Worst. Bugfix. Ever.

I hope that none of you ever, ever have to deal with Sybase ASE ODBC/ADO drivers. Nevertheless, I’m going to document a bug (and a fix/workaround) for using Sybase with Microsoft ADO, because I still can’t believe it.

I first used ADO against a Sybase server about 6 years ago, on a major website project. Over the years, I (and other members of my team) have found that every version of the ADO/ODBC drivers has various issues when used with MSADO. Each new release of ADO and/or Sybase Drivers seems to change subtle behaviors in ADO. We did identify a single version (11.004, I think) that work exactly as it should. Subsequent versions had bugs, so we stuck with what worked.

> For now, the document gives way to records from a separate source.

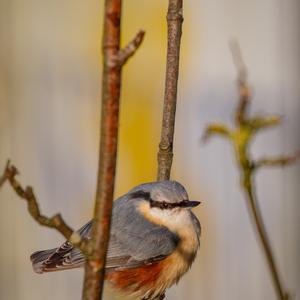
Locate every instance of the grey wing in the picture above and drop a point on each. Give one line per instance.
(64, 257)
(134, 241)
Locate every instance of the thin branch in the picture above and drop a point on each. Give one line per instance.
(111, 85)
(241, 136)
(215, 129)
(243, 88)
(279, 161)
(56, 221)
(129, 50)
(165, 153)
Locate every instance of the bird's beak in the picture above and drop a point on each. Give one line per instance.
(192, 203)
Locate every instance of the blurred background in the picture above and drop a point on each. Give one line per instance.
(50, 72)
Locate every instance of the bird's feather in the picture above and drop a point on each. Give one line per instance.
(134, 242)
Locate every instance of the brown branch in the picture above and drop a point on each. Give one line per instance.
(241, 136)
(56, 221)
(129, 50)
(165, 153)
(111, 85)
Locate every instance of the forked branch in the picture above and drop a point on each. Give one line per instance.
(56, 221)
(165, 153)
(241, 136)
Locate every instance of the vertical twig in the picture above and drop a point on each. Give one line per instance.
(165, 153)
(111, 82)
(246, 128)
(94, 249)
(113, 60)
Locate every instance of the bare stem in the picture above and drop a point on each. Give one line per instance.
(56, 221)
(113, 60)
(255, 212)
(129, 50)
(111, 85)
(165, 153)
(241, 136)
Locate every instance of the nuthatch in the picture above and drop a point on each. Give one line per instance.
(154, 239)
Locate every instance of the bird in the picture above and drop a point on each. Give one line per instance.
(154, 239)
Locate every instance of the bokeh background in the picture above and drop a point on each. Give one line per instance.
(50, 72)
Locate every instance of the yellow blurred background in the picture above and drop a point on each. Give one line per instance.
(50, 74)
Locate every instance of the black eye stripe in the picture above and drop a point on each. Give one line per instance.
(141, 194)
(162, 205)
(167, 205)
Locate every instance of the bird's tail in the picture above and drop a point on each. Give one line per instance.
(39, 258)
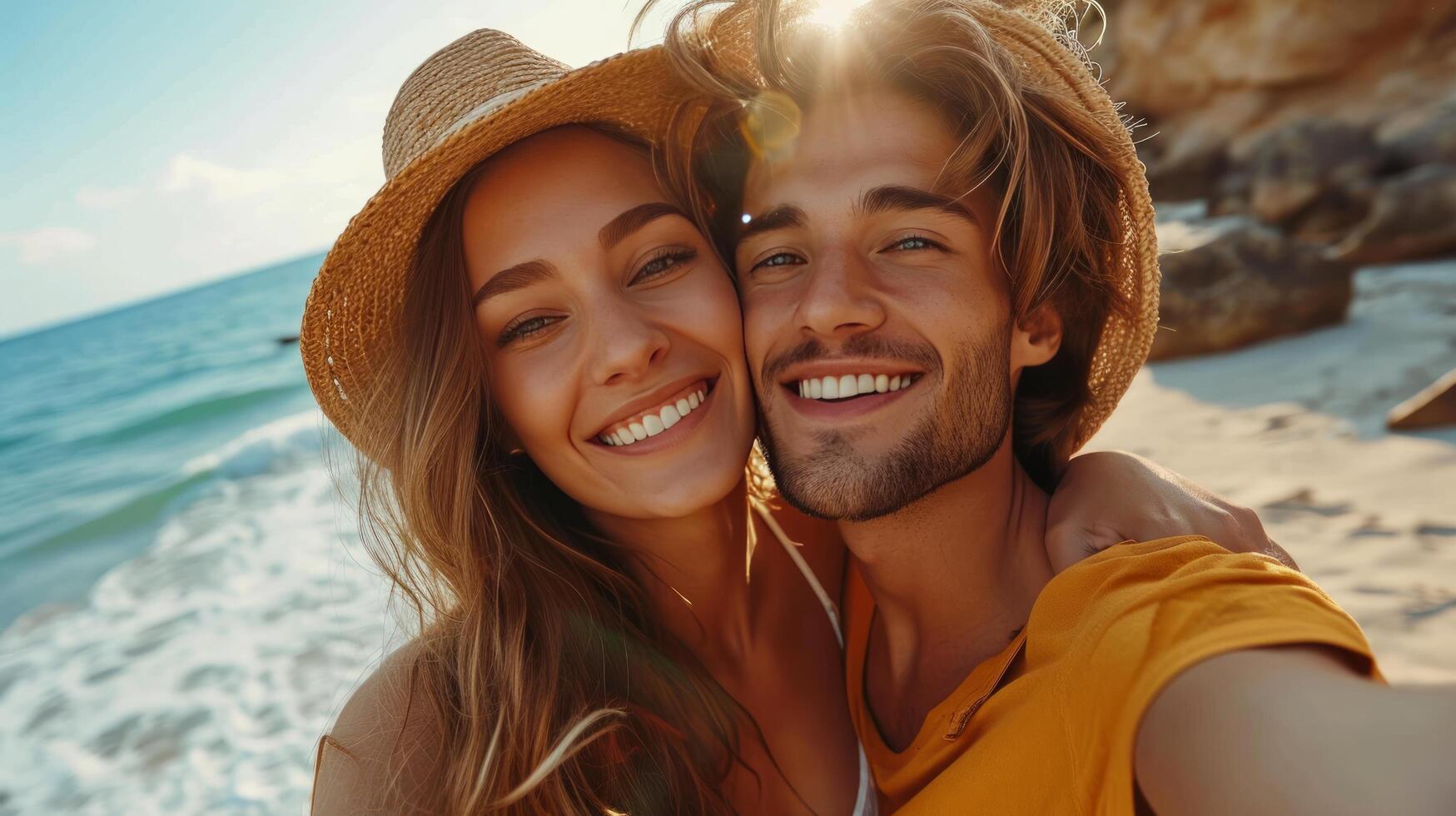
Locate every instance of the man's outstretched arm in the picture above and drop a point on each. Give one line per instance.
(1294, 730)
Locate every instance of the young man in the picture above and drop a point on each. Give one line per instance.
(947, 266)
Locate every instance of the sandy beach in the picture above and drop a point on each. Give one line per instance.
(1294, 429)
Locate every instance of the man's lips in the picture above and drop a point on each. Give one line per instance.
(839, 391)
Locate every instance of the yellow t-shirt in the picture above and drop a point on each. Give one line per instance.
(1104, 637)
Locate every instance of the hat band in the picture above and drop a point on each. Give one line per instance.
(493, 104)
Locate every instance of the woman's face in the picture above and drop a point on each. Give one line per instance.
(612, 331)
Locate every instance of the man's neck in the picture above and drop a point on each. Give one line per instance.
(954, 577)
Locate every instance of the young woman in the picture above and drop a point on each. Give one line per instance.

We recently deployed all new webserver hardware for that original website project. It’s an important website, it processes $12-$15 Billion (yes, that’s a B) in transactions monthly. Needless to say, I spent alot of time installing and testing. Now, the server admins put a new version of the Sybase drivers on ther servers. I was hesitant, but was told that this version worked correctly. And in my testing, it did.

Until we deployed. Seems there was one function I didn’t test, which used ADO‘s .UpdateBatch() against a Recordset opened with a client-side cursor. Shame on me for not testing it; nevertheless, the .UpdateBatch() was failing. Remembering similar issues from the bad-old days of driver shuffling, I tried switching to a server-side cursor. This fixed the problem. Unfortunately, it introduced another… the Sybase server side cursor doesn’t support Recordset filtering (and of course, the Client-side cursor library does).

So now, I was officially damned-if-I-do, damned-if-I-don’t. I immediately (well, right after some choice words) did what any good developer would do… I Googled. And lo, Google was good to me, for I found what I needed immediately. And I was shocked.

The post I found said that you could correct the ‘UpdateBatch failing on client-side cursors’ issue by adding the following line to your data source’s section of your ODBC.ini file:

WorkArounds2=24

Now, I don’t know if this affects the Sybase software or the Microsoft ADO software, but what we have here is a hack. An undocumented hack at that. Why this isn’t a configurable option on the ADO library or the OLEDB/ODBC driver is beyond me. But that’s not the worst part. The person who posted this nugget was in fact posting a solution to a problem they had themselves posted… and they found this answer in a newsgroup post from 1998. Why is this nasty hack still needed, five years later?

So, for the search engines, the above hack will fix and ADO failure cause when trying to run .UpdateBatch against a client-side (adUseClient) Recordset with Sybase ASE drivers. The error message is:

Run-time error '2147467259 (80004005)';
Data provider or other service returned an E-FAIL status.